Blueprint for Reform

In reading the “Blueprint for Reform – Reauthorization of the Elementary and Secondary Education Act” by the United States Department of Education and forwarded by President Barack Obama, I am struck by the President's comment “[other] countries are being smarter about how to educate their students”. Based on this, and my interest in teaching science, I chose to dissect the section “A Complete Education”. The section addresses strengthening instruction in literacy and in science, technology, engineering, and mathematics, while reforming standards. It addresses support for teachers in implementing and dealing with “more rigorous standards”. It particularly focuses on “high-need” schools and the awarding of state funded, competitive, “Focus Grants” to the ones who have adopted common, state-developed, college- and career-ready standards, or use technology to address student learning challenges in literacy. The reform mentions plans to expand access to college coursework and other accelerated learning opportunities, and improving access to a well-rounded education in general. In the Science, Technology, Engineering, and Mathematics section the reform states:

States will award competitive subgrants to high-need districts to support comprehensive STEM instruction in the grades and schools with the greatest local need. Programs must provide effective professional development for teachers and school leaders; high-quality state- or locally-determined curricula, instructional materials, and assessments; and interventions that ensure that all students are served appropriately. Subgrantees may use program funds to integrate evidence-based, effective mathematics or science programs into the teaching of other core academic subjects and for technology-based strategies to improve STEM education.

The reform goes on as such, mentioning higher standards and teacher support, answering all the hows with “throw money at the one's most in need”. What about the ones not “most in need”? The President said that the renovation of the plan would “renovate a flawed law” but “raise the expectations for our students [and] for our schools”. In this document I simply could not see how this motivating talk of higher standards and smarter graduates through higher standards and grants could be implemented in my own neighborhood school without qualifying for the self-identified rigorous grants for those only in the highest need. So I asked the Internet.

The Department of Education's website contains a more thorough explanation of the plan for the Complete Education. Chillingly, it first informs me that “From among U.S. postsecondary institutions, 16 percent of undergraduate degrees are awarded in STEM-related fields. By comparison, ... South Korea awards 41 percent (Phillips, 2007)”. In fact, most of the section is statistical data of the failing of teachers and students, with occasional sprinkles of victories like “The proportion of students achieving at the Basic level or above on the NAEP mathematics exam is increasing”. Then, an obvious and yet profound statement is made: “Teacher content knowledge in mathematics and science is important … Content experience varies among high school science faculty, who may not have a degree in the subject they are assigned to teach”.

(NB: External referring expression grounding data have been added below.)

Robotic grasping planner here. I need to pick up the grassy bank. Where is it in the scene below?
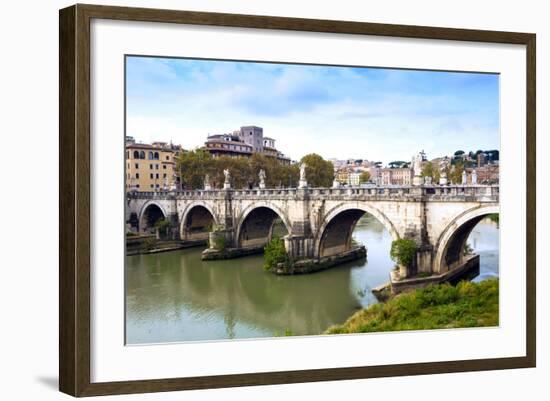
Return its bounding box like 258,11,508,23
326,279,498,334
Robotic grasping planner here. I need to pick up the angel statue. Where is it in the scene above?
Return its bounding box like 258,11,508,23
258,168,265,189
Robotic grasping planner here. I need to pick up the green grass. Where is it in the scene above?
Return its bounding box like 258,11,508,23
326,279,498,334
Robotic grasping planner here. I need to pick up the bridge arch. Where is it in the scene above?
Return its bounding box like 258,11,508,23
313,202,399,257
138,201,168,233
434,205,499,273
235,201,292,248
180,201,220,240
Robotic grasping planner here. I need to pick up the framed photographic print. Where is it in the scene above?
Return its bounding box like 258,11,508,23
59,5,536,396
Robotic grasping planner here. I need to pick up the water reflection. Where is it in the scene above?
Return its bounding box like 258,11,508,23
126,214,498,344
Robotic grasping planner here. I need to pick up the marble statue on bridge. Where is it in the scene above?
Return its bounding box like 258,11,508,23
258,168,265,189
298,163,307,188
223,169,231,189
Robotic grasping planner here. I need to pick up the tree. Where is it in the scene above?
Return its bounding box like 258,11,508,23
176,149,218,189
422,162,440,183
264,237,287,271
390,238,417,267
301,153,334,187
422,162,434,178
448,161,464,184
359,171,370,183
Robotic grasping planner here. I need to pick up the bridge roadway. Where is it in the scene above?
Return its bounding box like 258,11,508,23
126,185,499,286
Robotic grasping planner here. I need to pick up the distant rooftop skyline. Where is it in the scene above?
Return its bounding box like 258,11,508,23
126,56,500,164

This very important statement is addressed in the Supporting Science, Technology, Engineering, and Mathematics Education document. It claims the reforms plan to ensure that more prospective teachers, including STEM teachers, have access to high-quality preparation programs by doubling the funding for these programs. According to STEMfinity and the Department of Education's website this funding largely comes in the form of grant programs like “Investing in Innovation Fund” and competitive programs like “Race to the Top”. The document also asks states to hold teacher

preparation programs accountable for preparing teacher graduates. Quality teachers who are successful in their preparation can be recognized and rewarded with advancement opportunities (the document does not specify what kind, perhaps the proposed “Science, Technology, Engineering and Math (STEM) Master Teacher Corps”) and additional compensation.

The reform appears to address the inability of current United States graduates to compete in the global job market in the STEM fields, and it's solution is to “raise standards” either metaphorically or through “improved assessment” and offer grants for the most needy schools who are willing to align their standards to the Federal standards and show they are making headway. Since I have never won the lottery I will presume my school will neither be the schools who do not need such grants (who does not need more resources, after all), nor be among the “most needy” schools that will receive them. The quality of my teaching falls to me. I must accept the teacher-preparation education I can get and build on it through periodic self-assessment and continual cultivation of my skills and resources. Money would certainly afford a teacher physical resources for their students in the form of newer textbooks, overhead projectors or computer projectors, and laboratory materials. Barring governmental windfall my greatest resource will be my dedication to instilling the passion and curiousity of science in my students, and my creativity. As a future science teacher I appreciate the possibility of more resources for my neighborhood school but do not believe these standards and methods effectively address the issue for the majority of schools.

Resources.

STEMfinity (2013). STEM Grants. Retrieved from http://www.stemfinity.com/STEM-Education-Grants.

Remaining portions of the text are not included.